First you would have to get it past the Australian greenies, quite a task in itself.
But many paper nags would solve that little problem in time.
Next would be the aboriginals looking for their cut, some abbo probably shite, pissed or walked over this area making it sacred and costing many bottles of grog or metho.
They, once past these hurdles comes the swooping parasites of various grubberment departments looking to get their cut and blood.
Again, many brown paper bags would overcome these obstacles.
The selection process for a suitable contractor would take many years, and many many more brown paper bags, as it passed from one potential sub contractor to another.
The final result would be the cheapest quote, and of course before any real work was carried out the sub contractor would go broke and a new one would have to be sought.
Here comes the selection process again, with many many more brown paper bags.
Tolls would be levied, and more contractors would start handing out brown paper bags again.
By now, some decades after deciding to start this process, many of the original parasites and contractors would have retired and a new lot have come to feed, so more brown paper bags would be handed out.
some 100 years or so after starting the project, costs would have blown out by trillions, the road will still not be finished and grubberments would be demanding Royal Commissions (jobs for the boys)to find out why.
Indian contractors finally finish the road 300 years after starting, but the inaugural use sees hundreds injured and killed as the road falls apart.
The Indian company has gone bust and there is no one to sue.
So the grubberment contract out for someone to blow up the road so no one else can be injured.
Out come the brown paper bags again and some 30 years later the road is nothing but rubble.
Now, You may well ask on what premise I base this scenario.
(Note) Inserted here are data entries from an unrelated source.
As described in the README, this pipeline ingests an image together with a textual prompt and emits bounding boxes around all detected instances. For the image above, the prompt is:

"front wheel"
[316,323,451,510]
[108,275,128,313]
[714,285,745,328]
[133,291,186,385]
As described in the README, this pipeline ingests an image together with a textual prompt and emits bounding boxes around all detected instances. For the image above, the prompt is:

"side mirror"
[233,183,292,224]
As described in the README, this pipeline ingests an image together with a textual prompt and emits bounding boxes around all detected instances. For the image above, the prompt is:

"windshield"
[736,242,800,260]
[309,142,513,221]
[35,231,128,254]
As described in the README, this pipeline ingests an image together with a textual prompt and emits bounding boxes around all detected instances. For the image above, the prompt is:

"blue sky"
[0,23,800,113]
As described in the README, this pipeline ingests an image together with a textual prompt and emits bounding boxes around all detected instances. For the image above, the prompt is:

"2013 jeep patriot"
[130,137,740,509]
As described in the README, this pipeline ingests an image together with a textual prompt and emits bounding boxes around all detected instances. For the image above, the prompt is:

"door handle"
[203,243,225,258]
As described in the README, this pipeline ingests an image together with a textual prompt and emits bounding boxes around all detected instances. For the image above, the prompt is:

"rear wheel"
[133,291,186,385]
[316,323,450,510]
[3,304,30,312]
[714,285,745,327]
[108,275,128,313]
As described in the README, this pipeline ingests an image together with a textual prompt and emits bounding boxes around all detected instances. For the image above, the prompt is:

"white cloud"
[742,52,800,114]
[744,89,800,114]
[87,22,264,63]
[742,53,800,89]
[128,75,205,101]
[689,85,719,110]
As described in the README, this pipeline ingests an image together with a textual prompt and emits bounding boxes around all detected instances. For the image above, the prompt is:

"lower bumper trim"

Well, from two road works carried out on the Central coast of NSW
One was a 10 klm stretch of road that took over 20 years to build.
The other, more recent, is the debarkle currently undergoing (he laughs) construction on the Old F3 (now the M1)
They have been widening about 8 klm of road for some 5 years now.
It still looks like a bomb site.
The speed limit has been 80k and the roads around it are falling apart because of all the dirt the keep ferrying backwards and forwards all the time.
My estimate for completion?
I guess by the tricentennial we could possibly see it finished, but I have my doubts.
Perhaps we just need to get a couple of Chinese, a portable cement mixer and a few shovels, it would be finished by Xmas.
Im still trying to work out if its incompetence, stupidity or inability.
or
If its just a very smart move on the contractors part to drag it out as long as possible.
Oh, and of course there would be brown paper bags for all those in the planning department to keep their heads down and silent about the delays.
Watch this video, and see waht can be done when a less corrupt grubberment works for the people.
https://www.youtube.com/watch?v=nfCMbSink1g
The Karakoram Highway (KKH) is now considered the 8th wonder of the world.
At a height of 4714 metres above sea level, it is the highest paved international road.
It connects Pakistan’s Gilgit-Baltistan region to China’s Xinjiang region, which is why it has also been nicknamed the Friendship Highway in China.
Construction of the highway began in 1959 and was completed 20 years later in 1979.
But it was not opened to the public until 1986.
Almost 1000 Chinese and Pakistani workers lost their lives to the construction of this monument of a highway that people come to view.
Over 140 Chinese workers who died during the construction are buried in the Chinese cemetery in Gilgit.
The route of the KKH traces one of the many paths of the ancient Silk Road, a trade route that connected the East and West, stretching from the Korean peninsula and Japan to the Mediterranean Sea.